Bikini, l’anatomie atomique (Exercice d’indépendance, épisode 3)

17 juin 2015Evelyne Papillon

Dans une perspective de me gâter un peu, j’ai entrepris d’aller me magasiner un bikini. Ce n’est pas banal, comme recherche, cela comporte un apprivoisement de son corps. L’exposer au grand jour en assumant son âge, son poids, ses formes n’est pas de tout repos. Il faut faire avec le reflet pas toujours flatteur que le miroir nous renvoie.

Le sport n’étant pas mon dada, je sais bien que mon corps en pâtit chaque année davantage. Je n’ai pas le maintien d’une ballerine, ni le ventre qu’on montre dans les pubs d’exerciseurs. Et encore, je n’ai pas eu d’enfants comme plusieurs de mes amies. Je n’ai pas subi la descente inexorable de la poitrine, ni les vergetures de certaines grandes combattantes qui ont survécu à l’héroïque don de la vie. Je ne suis qu’une sale enfant gâtée qui a le privilège de se trouver des petits défauts en étant des plus ordinaires.

Bikini, c’est le nom d’un atoll où en 1946 des gens firent des essais d’armes atomiques. Pour ma part, les essais dans les cabines des magasins ont toujours l’effet d’une bombe sur mon estime personnelle: ils la pulvérisent plus souvent qu’à leur tour. Les deux pièces cachent pour mieux montrer. On a peur de les porter, puis de les perdre dans l’eau, humiliation supplémentaire. Il faut vivre avec désinvolture une semi-nudité et s’assurer que le haut comme le bas sont bien attachés (les plus prévoyantes passeront une couture). Puis il faut faire semblant de profiter de la plage, alors que la crème solaire mal choisie à la noix de coco (elle sentait si bon) attire les bestioles les plus variées. J’ai appris dernièrement que les moustiques peuvent survivre, pour les plus résistants, à l’été d’avant. Pire encore, si le printemps a été tardif, ce sur quoi nous ne nous obstinerons pas pour cette année, la génération printanière peut éclore en chœur avec celle de l’été. Le bikini n’est-il pas le paradis de tout insecte piqueur? Mais je m’égare.

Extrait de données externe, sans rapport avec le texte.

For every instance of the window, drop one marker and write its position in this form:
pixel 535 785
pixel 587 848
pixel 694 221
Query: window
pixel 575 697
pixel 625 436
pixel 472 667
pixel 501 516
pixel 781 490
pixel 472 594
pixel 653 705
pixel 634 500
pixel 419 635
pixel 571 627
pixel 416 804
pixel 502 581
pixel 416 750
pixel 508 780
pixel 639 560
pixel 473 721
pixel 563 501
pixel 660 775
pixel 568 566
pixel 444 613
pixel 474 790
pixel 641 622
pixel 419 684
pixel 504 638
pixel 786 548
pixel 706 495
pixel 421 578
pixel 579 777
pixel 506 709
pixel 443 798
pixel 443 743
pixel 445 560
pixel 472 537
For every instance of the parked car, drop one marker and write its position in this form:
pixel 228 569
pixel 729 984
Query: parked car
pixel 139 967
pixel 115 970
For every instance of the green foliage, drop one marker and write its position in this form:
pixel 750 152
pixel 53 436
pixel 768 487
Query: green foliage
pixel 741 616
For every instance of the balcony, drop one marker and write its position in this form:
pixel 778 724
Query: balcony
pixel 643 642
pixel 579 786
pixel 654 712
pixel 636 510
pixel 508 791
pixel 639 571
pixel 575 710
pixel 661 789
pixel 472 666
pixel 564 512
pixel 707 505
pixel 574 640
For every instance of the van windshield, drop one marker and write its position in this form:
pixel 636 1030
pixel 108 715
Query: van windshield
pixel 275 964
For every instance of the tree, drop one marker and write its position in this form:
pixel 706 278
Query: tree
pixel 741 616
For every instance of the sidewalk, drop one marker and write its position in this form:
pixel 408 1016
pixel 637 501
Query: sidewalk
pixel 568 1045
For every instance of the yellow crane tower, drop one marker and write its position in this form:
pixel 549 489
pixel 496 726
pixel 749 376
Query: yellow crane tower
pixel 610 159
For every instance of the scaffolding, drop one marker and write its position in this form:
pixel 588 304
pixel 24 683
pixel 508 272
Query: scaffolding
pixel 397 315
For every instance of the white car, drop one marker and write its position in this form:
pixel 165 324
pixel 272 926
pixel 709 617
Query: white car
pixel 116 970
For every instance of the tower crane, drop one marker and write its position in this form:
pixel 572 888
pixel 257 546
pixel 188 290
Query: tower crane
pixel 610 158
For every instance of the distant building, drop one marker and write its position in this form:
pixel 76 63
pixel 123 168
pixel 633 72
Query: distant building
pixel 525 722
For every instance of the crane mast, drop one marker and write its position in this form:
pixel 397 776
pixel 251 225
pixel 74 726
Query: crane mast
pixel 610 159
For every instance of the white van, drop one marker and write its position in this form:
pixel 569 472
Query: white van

Ce qu’il y a de bien avec le pari que j’ai pris avec moi-même, c’est que comme je ne chercherai pas à rencontrer l’âme sœur pendant une année entière, je peux arrêter d’essayer de plaire. C’est vrai, je peux porter un bikini dans lequel je me sens belle, point. N’empêche, les motifs sont désespérants. Il ne faut pas s’imaginer qu’il y aura les nénuphars de Monet, choix pourtant tout aquatique s’il en est un. Non, on doit se contenter de simili-hibiscus moches, de léopard mauve ou de fluo qui donne mal aux rétines.

Généralement, je vis bien avec mes petits seins, mais les bourrures multiples dans les tailles qui me vont me questionnent. Est-ce une abomination de ne pas avoir la poitrine d’une Marilyn? J’en ai déjà parlé par rapport à la danse, je ne suis pas coordonnée. Les parties de mon corps ne le sont pas non plus, le haut s’acharnant à être petit, alors que le bas est moyen. J’aurais fait un tabac chez les peintres de la Renaissance, je me dis que je suis une beauté anachronique.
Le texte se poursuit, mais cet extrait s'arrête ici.